Balancing the budget may depend, in part, on reducing employees’ pay and healthcare benefits. Services could also be cut and departments consolidated, he said.
Prior to the release of the report, Mayor Antonio Villaraigosa told the Los Angeles Times that with an improving economy, “I don't expect that we're going to have draconian cuts."
However, in response to the latest budget report, mayoral spokesman Peter Sanders struck a more somber tone.
"The Mayor understands that the actual budget deficit remains in flux and will be finalized at the time his budget is released on April 20" he said. "Regardless of how much the deficit is reduced this year, it remains a fact that the out years will continue to be challenging as they relate to the structural deficit."
L.A. City Councilman Paul Krekorian, chair of the Budget and Finance Committee, expects cuts to be drastic.
“There’s no question that we still have a very significant deficit that is going to have to be dealt with through cost reduction," he said in an interview. "That’s going to mean diminished services.
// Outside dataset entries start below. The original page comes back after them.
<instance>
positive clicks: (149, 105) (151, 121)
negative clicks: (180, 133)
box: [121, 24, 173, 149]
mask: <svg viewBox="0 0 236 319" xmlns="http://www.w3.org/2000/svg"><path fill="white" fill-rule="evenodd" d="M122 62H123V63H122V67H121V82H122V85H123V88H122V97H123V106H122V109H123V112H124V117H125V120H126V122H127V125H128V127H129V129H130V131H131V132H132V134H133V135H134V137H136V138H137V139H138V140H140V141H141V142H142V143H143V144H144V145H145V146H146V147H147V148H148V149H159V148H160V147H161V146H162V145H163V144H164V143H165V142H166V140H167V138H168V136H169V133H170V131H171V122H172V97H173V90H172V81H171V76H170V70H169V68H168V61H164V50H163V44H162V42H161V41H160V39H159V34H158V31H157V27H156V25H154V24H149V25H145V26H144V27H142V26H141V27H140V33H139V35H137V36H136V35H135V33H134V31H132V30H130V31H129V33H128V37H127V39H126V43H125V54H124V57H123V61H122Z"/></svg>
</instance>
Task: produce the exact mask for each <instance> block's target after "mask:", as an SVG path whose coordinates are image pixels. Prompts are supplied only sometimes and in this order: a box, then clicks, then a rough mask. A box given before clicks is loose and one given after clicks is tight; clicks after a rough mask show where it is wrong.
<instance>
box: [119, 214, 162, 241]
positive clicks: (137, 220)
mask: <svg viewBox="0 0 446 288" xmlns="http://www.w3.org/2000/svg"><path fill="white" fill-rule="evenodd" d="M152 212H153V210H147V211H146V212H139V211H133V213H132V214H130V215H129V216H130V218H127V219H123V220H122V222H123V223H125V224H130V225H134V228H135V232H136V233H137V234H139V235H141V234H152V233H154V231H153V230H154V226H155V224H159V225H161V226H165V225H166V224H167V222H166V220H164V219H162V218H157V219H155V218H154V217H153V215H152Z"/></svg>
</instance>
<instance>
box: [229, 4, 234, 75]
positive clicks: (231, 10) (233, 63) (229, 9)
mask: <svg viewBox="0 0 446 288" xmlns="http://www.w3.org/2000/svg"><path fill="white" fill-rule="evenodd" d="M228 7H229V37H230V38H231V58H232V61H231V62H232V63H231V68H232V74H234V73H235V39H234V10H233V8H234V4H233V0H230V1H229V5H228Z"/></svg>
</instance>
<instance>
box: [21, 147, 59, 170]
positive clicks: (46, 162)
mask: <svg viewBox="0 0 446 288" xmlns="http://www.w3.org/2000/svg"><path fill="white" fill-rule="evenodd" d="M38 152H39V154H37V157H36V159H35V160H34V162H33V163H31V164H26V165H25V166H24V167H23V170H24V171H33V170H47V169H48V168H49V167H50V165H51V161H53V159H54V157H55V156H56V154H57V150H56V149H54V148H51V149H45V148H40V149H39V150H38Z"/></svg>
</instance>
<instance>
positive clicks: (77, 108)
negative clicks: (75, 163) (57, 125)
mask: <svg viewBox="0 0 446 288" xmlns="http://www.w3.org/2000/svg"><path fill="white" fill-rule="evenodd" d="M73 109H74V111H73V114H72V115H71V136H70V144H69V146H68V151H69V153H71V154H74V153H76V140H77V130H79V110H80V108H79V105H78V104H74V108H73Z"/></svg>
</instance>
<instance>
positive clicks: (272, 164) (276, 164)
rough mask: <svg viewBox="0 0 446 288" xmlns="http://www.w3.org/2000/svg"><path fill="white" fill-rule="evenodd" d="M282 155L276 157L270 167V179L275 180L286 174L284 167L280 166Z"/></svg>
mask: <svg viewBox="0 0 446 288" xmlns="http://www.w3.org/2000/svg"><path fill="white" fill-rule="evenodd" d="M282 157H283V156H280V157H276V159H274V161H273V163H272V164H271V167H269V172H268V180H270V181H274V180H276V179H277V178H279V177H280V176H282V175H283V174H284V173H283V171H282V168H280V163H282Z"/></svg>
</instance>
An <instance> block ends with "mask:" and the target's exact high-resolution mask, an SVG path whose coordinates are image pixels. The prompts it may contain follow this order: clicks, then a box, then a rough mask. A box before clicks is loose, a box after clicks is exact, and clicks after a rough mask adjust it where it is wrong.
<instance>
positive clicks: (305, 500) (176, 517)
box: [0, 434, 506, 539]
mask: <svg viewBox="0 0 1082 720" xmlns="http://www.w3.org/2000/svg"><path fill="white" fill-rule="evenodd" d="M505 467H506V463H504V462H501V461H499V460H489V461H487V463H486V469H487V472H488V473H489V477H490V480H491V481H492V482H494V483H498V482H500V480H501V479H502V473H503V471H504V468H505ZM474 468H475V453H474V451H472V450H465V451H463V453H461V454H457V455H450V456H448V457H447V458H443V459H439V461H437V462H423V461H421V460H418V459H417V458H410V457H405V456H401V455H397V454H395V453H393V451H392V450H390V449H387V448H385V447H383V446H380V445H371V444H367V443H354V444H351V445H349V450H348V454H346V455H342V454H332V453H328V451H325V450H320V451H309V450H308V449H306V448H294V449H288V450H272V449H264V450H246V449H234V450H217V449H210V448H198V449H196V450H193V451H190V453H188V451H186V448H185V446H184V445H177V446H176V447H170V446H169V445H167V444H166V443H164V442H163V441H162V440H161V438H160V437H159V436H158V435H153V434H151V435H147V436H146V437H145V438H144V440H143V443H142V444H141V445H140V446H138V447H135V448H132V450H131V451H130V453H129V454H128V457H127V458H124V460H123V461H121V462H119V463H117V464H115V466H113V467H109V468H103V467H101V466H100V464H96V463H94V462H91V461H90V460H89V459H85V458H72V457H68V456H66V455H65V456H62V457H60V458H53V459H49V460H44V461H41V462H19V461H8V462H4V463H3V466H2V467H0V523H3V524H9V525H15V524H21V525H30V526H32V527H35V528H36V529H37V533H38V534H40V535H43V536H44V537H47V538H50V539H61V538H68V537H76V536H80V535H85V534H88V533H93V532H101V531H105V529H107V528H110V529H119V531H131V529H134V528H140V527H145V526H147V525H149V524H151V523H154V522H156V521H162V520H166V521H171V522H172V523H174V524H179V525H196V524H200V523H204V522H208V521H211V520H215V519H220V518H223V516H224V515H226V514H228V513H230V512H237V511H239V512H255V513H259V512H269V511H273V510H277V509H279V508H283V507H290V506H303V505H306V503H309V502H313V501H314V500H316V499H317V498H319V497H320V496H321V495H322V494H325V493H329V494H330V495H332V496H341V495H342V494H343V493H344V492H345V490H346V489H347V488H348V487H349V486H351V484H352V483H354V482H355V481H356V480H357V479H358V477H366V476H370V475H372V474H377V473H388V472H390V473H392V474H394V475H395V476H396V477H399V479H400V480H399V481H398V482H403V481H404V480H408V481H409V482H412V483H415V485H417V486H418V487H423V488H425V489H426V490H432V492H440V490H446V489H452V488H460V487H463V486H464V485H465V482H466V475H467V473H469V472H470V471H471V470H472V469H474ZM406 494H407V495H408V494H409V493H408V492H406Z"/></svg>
It’s going to be mean a continuing freeze on hiring. And I believe it’s going to have to include expansion, even, of that freeze to include a freeze on police hiring.
“The council has been committed to at least hiring to attrition so that we could maintain the size of the department. I don’t believe that that will continue to be viable,” he added.
According to the budget report, $130 million is needed to maintain service levels in the police and fire departments and replace emergency vehicles.
Earlier this week, voters rejected Measure A, a half-cent sales tax increase that would have provided the city with an additional $200 million a year. City leaders warned that without the tax increase, police hiring would stop.